The paper tackles the problem of modeling Markov decision processes with time-varying discount factors, which is necessary for certain applications, by taking a game-theoretic approach and proving the existence of subgame perfect equilibrium (SPE) and demonstrating EXPTIME-hardness for computing it. It also shows that an approximate ε-SPE exists under milder assumptions and presents an algorithm with a time complexity bound based on the discount factor's convergence property.

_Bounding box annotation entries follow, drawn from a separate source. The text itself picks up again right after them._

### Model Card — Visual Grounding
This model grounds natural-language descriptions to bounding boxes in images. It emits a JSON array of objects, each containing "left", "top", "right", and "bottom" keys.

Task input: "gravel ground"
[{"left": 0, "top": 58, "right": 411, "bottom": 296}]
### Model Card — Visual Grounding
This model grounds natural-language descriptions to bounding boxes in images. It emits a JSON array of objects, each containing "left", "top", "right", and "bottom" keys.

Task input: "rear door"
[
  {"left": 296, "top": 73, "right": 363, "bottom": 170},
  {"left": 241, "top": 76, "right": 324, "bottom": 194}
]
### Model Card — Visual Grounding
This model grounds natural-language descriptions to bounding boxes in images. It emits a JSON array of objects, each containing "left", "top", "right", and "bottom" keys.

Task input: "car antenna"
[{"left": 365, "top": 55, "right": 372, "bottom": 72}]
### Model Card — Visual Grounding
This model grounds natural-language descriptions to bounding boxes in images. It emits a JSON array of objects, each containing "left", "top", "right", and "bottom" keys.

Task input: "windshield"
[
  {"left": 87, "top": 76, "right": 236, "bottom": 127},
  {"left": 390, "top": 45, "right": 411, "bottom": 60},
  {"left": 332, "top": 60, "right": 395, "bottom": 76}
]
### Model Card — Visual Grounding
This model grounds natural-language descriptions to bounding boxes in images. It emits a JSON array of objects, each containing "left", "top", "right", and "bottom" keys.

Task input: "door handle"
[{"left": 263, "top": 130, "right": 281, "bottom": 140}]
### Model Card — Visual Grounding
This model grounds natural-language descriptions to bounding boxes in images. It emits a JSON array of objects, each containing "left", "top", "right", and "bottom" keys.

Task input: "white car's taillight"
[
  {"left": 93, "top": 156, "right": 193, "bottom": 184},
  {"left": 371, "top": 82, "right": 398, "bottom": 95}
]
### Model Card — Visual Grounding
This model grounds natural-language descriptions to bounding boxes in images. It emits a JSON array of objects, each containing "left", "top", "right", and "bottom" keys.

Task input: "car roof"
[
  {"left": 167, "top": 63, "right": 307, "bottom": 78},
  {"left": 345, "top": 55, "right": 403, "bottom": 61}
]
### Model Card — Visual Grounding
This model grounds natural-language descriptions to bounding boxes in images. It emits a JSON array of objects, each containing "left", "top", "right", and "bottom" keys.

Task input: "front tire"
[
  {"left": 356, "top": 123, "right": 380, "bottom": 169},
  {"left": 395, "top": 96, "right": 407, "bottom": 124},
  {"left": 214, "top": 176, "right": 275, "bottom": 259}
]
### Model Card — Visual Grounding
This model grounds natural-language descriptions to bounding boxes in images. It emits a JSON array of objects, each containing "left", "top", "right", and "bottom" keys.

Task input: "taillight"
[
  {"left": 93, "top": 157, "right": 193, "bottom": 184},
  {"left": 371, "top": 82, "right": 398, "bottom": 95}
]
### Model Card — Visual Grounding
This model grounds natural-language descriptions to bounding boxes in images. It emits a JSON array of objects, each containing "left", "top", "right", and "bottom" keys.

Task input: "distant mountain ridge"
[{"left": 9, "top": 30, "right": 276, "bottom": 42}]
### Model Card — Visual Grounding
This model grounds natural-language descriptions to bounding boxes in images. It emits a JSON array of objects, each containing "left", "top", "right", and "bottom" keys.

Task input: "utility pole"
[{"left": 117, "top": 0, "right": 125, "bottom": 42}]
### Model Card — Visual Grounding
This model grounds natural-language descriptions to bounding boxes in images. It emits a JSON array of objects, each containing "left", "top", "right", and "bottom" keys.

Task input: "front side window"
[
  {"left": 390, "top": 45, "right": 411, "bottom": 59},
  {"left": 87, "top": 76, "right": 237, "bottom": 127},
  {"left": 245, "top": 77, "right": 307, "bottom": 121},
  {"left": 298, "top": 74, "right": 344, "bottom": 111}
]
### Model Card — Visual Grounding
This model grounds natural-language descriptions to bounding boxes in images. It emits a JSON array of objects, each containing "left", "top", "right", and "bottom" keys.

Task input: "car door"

Canonical models of Markov decision processes (MDPs) usually consider geometric discounting based on a constant discount factor. While this standard modeling approach has led to many elegant results, some recent studies indicate the necessity of modeling time-varying discounting in certain applications. This paper studies a model of infinite-horizon MDPs with time-varying discount factors. We take a game-theoretic perspective -- whereby each time step is treated as an independent decision maker with their own (fixed) discount factor -- and we study the subgame perfect equilibrium (SPE) of the resulting game as well as the related algorithmic problems. We present a constructive proof of the existence of an SPE and demonstrate the EXPTIME-hardness of computing an SPE. We also turn to the approximate notion of $ε$-SPE and show that an $ε$-SPE exists under milder assumptions. An algorithm is presented to compute an $ε$-SPE, of which an upper bound of the time complexity, as a function of the convergence property of the time-varying discount factor, is provided.